Azure Data Warehouse (Azure SQL DW)

Applies from 2021.1

Alation has certified the Azure Data Warehouse as Custom DB. The certified driver is present on the list of drivers in Alation by default and can be selected when adding the data source to Alation. Refer to the appropriate version of Support Matrix for the driver version.

Scope of Support

  • Metadata Extraction (MDE)

    • Automated MDE

  • Compose

  • Data Profiling

  • Query Log Ingestion and Lineage

Ports

Port 1433 must be open.

Required Information

  • JDBC URI for the Azure Data Warehouse data source

JDBC URI

Include the following components:

  • Host Name

  • Port number

  • Database name

Use the following format:

sqlserver://<Host_Name>:<Port>;database=<Database_Name>;

Example:

sqlserver://tf-test-al-63194-admin-user.database.windows.net:1433;database=show_table_tests_database;

Service Account

CREATE LOGIN [login_value] WITH PASSWORD = [password];
CREATE USER [service_account] FOR LOGIN [login_value];

Make sure you adhere to the password restrictions. Follow the Azure DW requirements for passwords.

Permissions

Metadata Extraction

Make sure that the user has admin permission to the INFORMATION_SCHEMA to perform Metadata Extraction.
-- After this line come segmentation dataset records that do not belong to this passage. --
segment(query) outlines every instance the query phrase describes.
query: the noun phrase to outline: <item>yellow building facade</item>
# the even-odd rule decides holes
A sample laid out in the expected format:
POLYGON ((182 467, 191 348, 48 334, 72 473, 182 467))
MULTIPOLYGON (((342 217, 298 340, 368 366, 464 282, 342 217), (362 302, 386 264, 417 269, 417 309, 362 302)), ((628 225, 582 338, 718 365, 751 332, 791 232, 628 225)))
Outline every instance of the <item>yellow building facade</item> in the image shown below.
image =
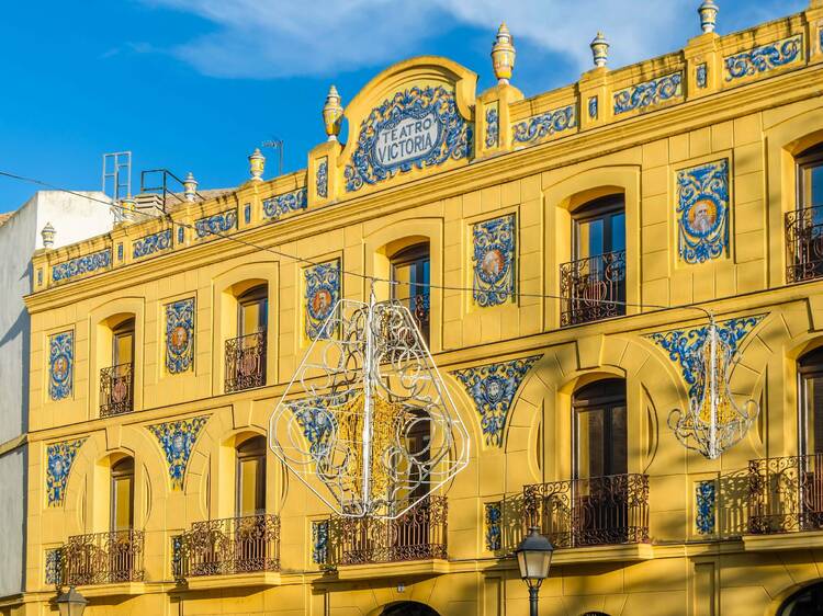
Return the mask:
POLYGON ((401 62, 330 92, 305 170, 263 181, 252 155, 233 192, 36 253, 26 592, 0 613, 54 614, 71 584, 91 616, 526 614, 511 550, 535 523, 541 614, 813 614, 823 2, 726 36, 702 16, 618 70, 598 38, 596 68, 531 99, 505 27, 485 92, 401 62), (267 440, 329 307, 373 278, 471 453, 410 514, 351 522, 267 440), (701 309, 759 404, 713 460, 670 425, 701 309))

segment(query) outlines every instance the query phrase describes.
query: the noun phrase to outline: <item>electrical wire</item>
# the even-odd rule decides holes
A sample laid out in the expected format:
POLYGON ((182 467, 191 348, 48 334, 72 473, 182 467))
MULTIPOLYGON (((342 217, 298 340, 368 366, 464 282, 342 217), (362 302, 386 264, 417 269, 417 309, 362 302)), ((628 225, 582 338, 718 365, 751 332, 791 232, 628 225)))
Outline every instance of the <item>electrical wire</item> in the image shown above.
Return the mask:
MULTIPOLYGON (((34 178, 26 178, 24 175, 18 175, 15 173, 10 173, 8 171, 2 171, 2 170, 0 170, 0 175, 5 176, 5 178, 10 178, 12 180, 19 180, 19 181, 22 181, 22 182, 29 182, 31 184, 36 184, 36 185, 40 185, 40 186, 45 186, 45 187, 52 189, 54 191, 60 191, 60 192, 64 192, 64 193, 68 193, 68 194, 78 196, 78 197, 87 198, 87 199, 89 199, 91 202, 100 203, 100 204, 105 205, 105 206, 108 206, 110 208, 120 209, 120 210, 122 210, 124 213, 127 213, 129 215, 139 214, 142 216, 145 216, 144 221, 145 220, 155 220, 156 218, 162 216, 172 226, 177 225, 177 226, 183 227, 185 229, 194 230, 195 232, 198 231, 198 229, 196 229, 196 227, 194 225, 190 225, 188 223, 183 223, 183 221, 180 221, 180 220, 174 220, 171 217, 170 214, 164 212, 161 208, 159 208, 157 206, 154 206, 154 207, 159 212, 159 215, 158 216, 153 216, 153 215, 147 214, 145 212, 135 212, 135 210, 133 210, 131 208, 123 207, 123 206, 117 205, 117 204, 115 204, 113 202, 103 201, 103 199, 95 198, 95 197, 93 197, 91 195, 88 195, 88 194, 79 193, 79 192, 76 192, 76 191, 70 191, 68 189, 63 189, 63 187, 56 186, 54 184, 50 184, 48 182, 44 182, 42 180, 36 180, 34 178)), ((286 253, 286 252, 282 252, 282 251, 279 251, 277 249, 272 249, 272 248, 259 246, 259 244, 256 244, 255 242, 250 242, 248 240, 244 240, 243 238, 238 238, 237 236, 224 233, 223 231, 215 231, 215 230, 210 229, 210 235, 217 236, 217 237, 221 237, 221 238, 234 241, 236 243, 246 246, 248 248, 253 248, 255 250, 268 252, 270 254, 274 254, 275 256, 281 256, 283 259, 290 259, 290 260, 295 261, 297 263, 304 263, 304 264, 307 264, 307 265, 320 265, 322 264, 320 262, 313 261, 313 260, 306 259, 304 256, 297 256, 295 254, 290 254, 290 253, 286 253)), ((435 284, 431 284, 431 283, 408 283, 408 282, 401 282, 401 281, 392 281, 392 280, 382 278, 382 277, 379 277, 379 276, 371 276, 369 274, 363 274, 363 273, 360 273, 360 272, 351 272, 351 271, 342 270, 342 269, 340 270, 340 273, 345 274, 345 275, 349 275, 349 276, 359 277, 359 278, 362 278, 364 281, 369 281, 369 282, 371 282, 372 285, 374 285, 375 283, 386 283, 388 285, 395 285, 395 286, 397 286, 397 285, 405 285, 405 286, 415 287, 415 288, 424 287, 424 288, 429 288, 429 289, 435 289, 436 288, 436 289, 440 289, 440 290, 453 290, 453 292, 463 292, 463 293, 474 293, 475 292, 474 288, 470 288, 470 287, 451 286, 451 285, 435 285, 435 284)), ((481 292, 481 293, 484 293, 484 292, 481 292)), ((494 293, 494 292, 488 292, 488 293, 494 293)), ((526 298, 526 299, 559 299, 559 300, 568 299, 567 297, 563 297, 561 295, 537 294, 537 293, 521 293, 521 292, 518 292, 518 290, 511 290, 510 295, 512 297, 526 298)), ((678 308, 690 308, 690 309, 695 309, 695 310, 700 310, 701 312, 703 312, 704 315, 707 315, 710 319, 713 317, 713 313, 712 313, 711 310, 708 310, 708 309, 702 308, 701 306, 697 306, 695 304, 681 304, 681 305, 678 305, 678 306, 662 306, 662 305, 656 305, 656 304, 633 304, 633 303, 629 303, 629 301, 620 301, 620 300, 615 300, 615 299, 586 299, 586 303, 608 305, 608 306, 623 306, 625 308, 639 308, 641 310, 644 310, 644 309, 651 309, 651 310, 674 310, 674 309, 678 309, 678 308)))

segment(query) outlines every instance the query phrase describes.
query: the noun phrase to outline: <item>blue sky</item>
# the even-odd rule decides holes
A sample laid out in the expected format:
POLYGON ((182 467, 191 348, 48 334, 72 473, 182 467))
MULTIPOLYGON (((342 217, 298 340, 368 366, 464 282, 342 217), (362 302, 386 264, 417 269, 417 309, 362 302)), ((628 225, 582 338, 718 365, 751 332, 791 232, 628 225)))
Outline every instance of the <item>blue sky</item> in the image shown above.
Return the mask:
MULTIPOLYGON (((718 0, 718 31, 801 11, 808 0, 718 0)), ((385 66, 448 56, 493 83, 488 52, 505 20, 526 95, 575 81, 604 30, 618 67, 683 47, 699 0, 44 0, 0 21, 0 170, 72 190, 100 186, 103 152, 139 170, 193 171, 201 187, 247 178, 246 156, 285 140, 285 171, 324 139, 335 83, 350 100, 385 66), (650 10, 650 8, 652 8, 650 10)), ((275 172, 270 156, 267 176, 275 172)), ((0 212, 35 186, 0 178, 0 212)))

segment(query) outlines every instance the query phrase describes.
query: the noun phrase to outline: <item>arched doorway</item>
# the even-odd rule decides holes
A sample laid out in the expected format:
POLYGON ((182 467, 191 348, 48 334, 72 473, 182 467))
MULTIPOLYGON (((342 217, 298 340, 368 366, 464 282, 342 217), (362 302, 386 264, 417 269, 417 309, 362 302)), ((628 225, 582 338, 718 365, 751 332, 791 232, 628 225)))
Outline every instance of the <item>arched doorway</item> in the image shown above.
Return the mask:
POLYGON ((404 601, 387 605, 380 613, 381 616, 439 616, 431 607, 416 601, 404 601))
POLYGON ((777 611, 777 616, 823 616, 823 582, 791 595, 777 611))

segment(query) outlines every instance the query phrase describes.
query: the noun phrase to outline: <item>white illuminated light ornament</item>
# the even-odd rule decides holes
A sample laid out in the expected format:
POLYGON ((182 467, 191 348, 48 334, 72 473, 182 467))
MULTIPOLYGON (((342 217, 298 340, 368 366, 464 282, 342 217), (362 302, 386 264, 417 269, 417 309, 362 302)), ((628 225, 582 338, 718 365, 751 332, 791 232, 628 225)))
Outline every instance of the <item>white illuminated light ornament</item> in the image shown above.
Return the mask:
POLYGON ((469 463, 408 309, 341 299, 270 419, 269 446, 335 513, 395 518, 469 463))
POLYGON ((746 435, 759 406, 752 399, 743 408, 735 403, 729 380, 739 357, 718 334, 713 318, 698 352, 700 361, 689 409, 685 413, 679 409, 672 411, 668 425, 685 447, 713 460, 746 435))

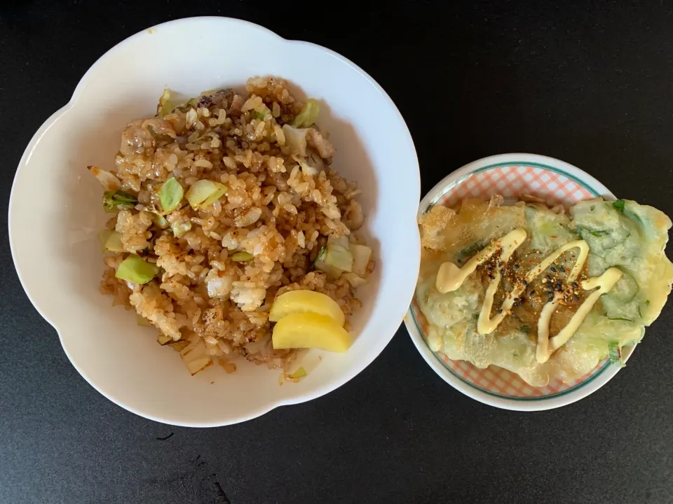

Grant SELECT or VIEW DEFINITION at Database or Schema level to the service account created for Alation.

Example:

GRANT [SELECT/VIEW DEFINITION] on SCHEMA::[schema_name] to [service_account]

Make sure that the service_account also has SELECT access on the SYS tables listed below to extract Table Size:

  • sys.pdw_table_mappings

  • sys.pdw_nodes_tables

  • sys.dm_pdw_nodes

  • sys.pdw_distributions

  • sys.dm_pdw_nodes_db_partition_stats

Profiling/Sampling

Grant SELECT or VIEW DEFINITION at Database or Schema level to the service account.

Query Log Ingestion

User must have the admin rights to the sys.dm_pdw_exec_requests and sys.dm_pdw_exec_sessions tables to perform QLI. These tables have all the queries recorded and can be ingested into Alation:

  • sys.dm_pdw_sql_requests - holds information about all SQL Server query distributions

  • sys.dm_pdw_exec_requests - holds information about all requests that are currently active or were active recently in Azure Synapse Analytics, and the command column has the actual query text.

Setup in Alation

Step 1: Add a New Data Source

Add a new Data Source on the Sources page.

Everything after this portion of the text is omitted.